An “ad-hoc committee” of administrators is investigating the possibility of gender-neutral housing on campus, Dean of Administrative Affairs John Meeske said this week.

The committee, which was convened late last semester around the same time the Yale College Council formed a gender-neutral housing committee of its own, will spend the 2008-’09 academic year drafting a recommendation about the housing option, committee chair Meeske said. …

Meeske said the administration began exploring the issue after attending Ivy League housing conferences over the past two years and discovering that gender-neutral housing was “an ‘in’ thing at other schools.” Still, given the distinctiveness of Yale’s residential college system, all decisions will be made with Yale specifically in mind, he said. …
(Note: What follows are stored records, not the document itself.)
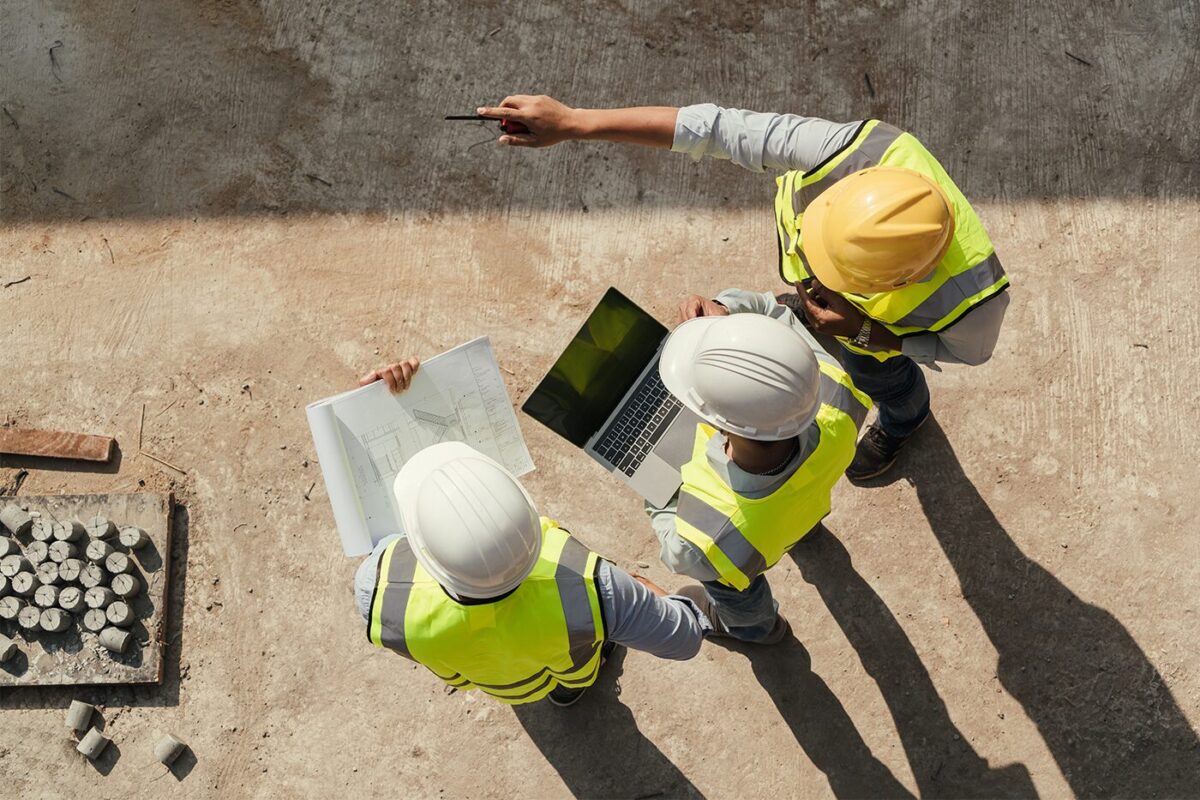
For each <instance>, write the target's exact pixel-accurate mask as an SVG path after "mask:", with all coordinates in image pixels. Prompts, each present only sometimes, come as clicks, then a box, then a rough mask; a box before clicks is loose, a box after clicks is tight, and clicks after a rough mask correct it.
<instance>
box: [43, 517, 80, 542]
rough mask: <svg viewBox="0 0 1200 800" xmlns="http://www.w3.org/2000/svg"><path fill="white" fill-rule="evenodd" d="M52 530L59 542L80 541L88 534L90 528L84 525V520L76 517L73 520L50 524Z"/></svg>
mask: <svg viewBox="0 0 1200 800" xmlns="http://www.w3.org/2000/svg"><path fill="white" fill-rule="evenodd" d="M50 530H52V533H53V536H54V540H55V541H58V542H78V541H79V540H80V539H83V537H84V536H86V535H88V529H86V528H84V527H83V523H82V522H78V521H76V519H72V521H71V522H56V523H54V524H52V525H50Z"/></svg>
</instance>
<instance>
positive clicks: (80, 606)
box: [59, 587, 86, 614]
mask: <svg viewBox="0 0 1200 800" xmlns="http://www.w3.org/2000/svg"><path fill="white" fill-rule="evenodd" d="M59 608H61V609H62V610H67V612H71V613H72V614H82V613H83V609H84V608H86V606H85V604H84V602H83V589H80V588H79V587H64V588H62V590H60V591H59Z"/></svg>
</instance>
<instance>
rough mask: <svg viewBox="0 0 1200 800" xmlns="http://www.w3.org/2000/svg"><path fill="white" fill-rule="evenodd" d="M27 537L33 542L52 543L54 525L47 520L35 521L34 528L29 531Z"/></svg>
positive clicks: (37, 519) (53, 530)
mask: <svg viewBox="0 0 1200 800" xmlns="http://www.w3.org/2000/svg"><path fill="white" fill-rule="evenodd" d="M29 535H30V536H32V537H34V541H35V542H50V541H54V523H53V522H50V521H49V519H36V521H34V527H32V528H30V529H29Z"/></svg>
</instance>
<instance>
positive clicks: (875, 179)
mask: <svg viewBox="0 0 1200 800" xmlns="http://www.w3.org/2000/svg"><path fill="white" fill-rule="evenodd" d="M479 113H480V114H482V115H485V116H491V118H506V119H510V120H514V121H518V122H521V124H522V125H524V126H526V127H527V128H528V132H527V133H506V134H504V136H502V137H500V143H502V144H508V145H514V146H526V148H541V146H547V145H552V144H556V143H558V142H564V140H568V139H601V140H610V142H625V143H632V144H642V145H647V146H659V148H670V149H672V150H674V151H677V152H685V154H688V155H690V156H692V157H694V158H697V160H698V158H703V157H706V156H707V157H710V158H724V160H728V161H732V162H733V163H736V164H738V166H740V167H744V168H745V169H750V170H752V172H763V170H764V169H780V170H786V172H785V173H784V174H782V175H781V176H779V178H778V179H776V187H778V188H776V194H775V230H776V235H778V241H779V271H780V275H781V277H782V278H784V281H786V282H787V283H791V284H792V285H794V287H796V288H797V296H796V297H794V299H793V302H792V303H790V305H793V308H794V311H796V312H797V314H799V315H802V317H803V319H804V320H805V321H806V324H808V325H809V327H811V329H812V330H814V331H815V332H817V333H826V335H829V336H834V337H836V338H838V339H839V341H840V343H841V345H842V351H841V354H840V360H841V361H842V363H844V366H845V368H846V371H847V372H848V373H850V375H851V377H852V378H853V381H854V385H856V386H857V387H858V389H860V390H862V391H863V392H865V393H866V395H869V396H870V397H871V399H874V401H875V403H876V405H878V420H877V421H876V422H875V423H874V425H872V426H871V427H870V428H869V429H868V432H866V434H865V435H864V437H863V438H862V439H860V440H859V443H858V446H857V451H856V455H854V459H853V462H852V463H851V465H850V468H848V469H847V470H846V475H847V476H848V477H850V479H851V480H864V479H868V477H874V476H876V475H880V474H882V473H883V471H886V470H887V469H888V468H889V467H892V464H893V463H894V462H895V459H896V456H898V453H899V452H900V450H901V447H902V446H904V444H905V443H906V441H907V440H908V438H910V437H911V435H912V434H913V433H914V432H916V431H917V428H919V427H920V425H922V423H923V422H924V421H925V419H926V417H928V415H929V387H928V385H926V383H925V377H924V374H923V373H922V371H920V368H919V367H918V363H924V365H926V366H929V367H931V368H935V369H936V368H937V366H936V365H937V363H964V365H979V363H983V362H985V361H988V359H990V357H991V354H992V350H994V348H995V345H996V339H997V337H998V336H1000V327H1001V324H1002V323H1003V319H1004V312H1006V309H1007V307H1008V294H1007V293H1006V291H1004V289H1007V288H1008V283H1009V282H1008V277H1007V276H1006V275H1004V270H1003V267H1002V266H1001V264H1000V259H998V258H997V257H996V253H995V249H994V248H992V245H991V240H990V239H989V237H988V234H986V231H985V230H984V228H983V223H982V222H980V221H979V217H978V216H977V215H976V212H974V210H973V209H972V207H971V204H970V203H967V200H966V198H965V197H964V196H962V193H961V192H960V191H959V188H958V186H955V185H954V181H953V180H950V176H949V175H948V174H947V173H946V170H944V169H943V168H942V166H941V164H940V163H938V162H937V160H936V158H934V156H931V155H930V154H929V151H928V150H925V148H924V146H923V145H922V144H920V143H919V142H918V140H917V139H916V138H914V137H913V136H912V134H911V133H906V132H904V131H900V130H899V128H896V127H893V126H892V125H888V124H886V122H882V121H880V120H866V121H862V122H845V124H839V122H830V121H828V120H821V119H816V118H806V116H798V115H794V114H762V113H756V112H745V110H739V109H732V108H720V107H718V106H714V104H712V103H706V104H701V106H688V107H684V108H673V107H644V108H617V109H578V108H569V107H568V106H564V104H563V103H560V102H558V101H556V100H553V98H551V97H545V96H538V97H532V96H524V95H518V96H512V97H508V98H505V100H504V101H503V102H502V103H500V104H499V106H498V107H494V108H480V109H479Z"/></svg>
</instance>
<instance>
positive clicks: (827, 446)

LGBT Co-op student coordinator Benjamin Gonzalez ’09 said Yale’s current housing policy ignores the needs of transgender students. Gonzalez said he knows of no openly transgender students currently at Yale, which he said is the result of the University’s policies — policies that do not promote a comfortable environment for such individuals.

“Yale,” Gonzalez said, “is failing in its basic mission not to discriminate on gender identity and expression.” …

Some form of gender-neutral housing is available at more than 30 colleges and universities nationwide, according to the nonprofit Gender Public Advocacy Coalition, including the majority of the eight Ivy League universities as well as nearby schools like Wesleyan University and the University of Connecticut.

When ten Congregationalist clergymen gathered at Samuel Russell’s parsonage in Branford in 1701 and contributed 40 precious folios for “the founding of a Collegiate School,” the poor misguided fools thought they were founding a school to train ministers of the gospel.

Of course, now we know that the real mission of their undertaking was avoiding discrimination on gender identity and expression and providing a comfortable environment for the transgendered.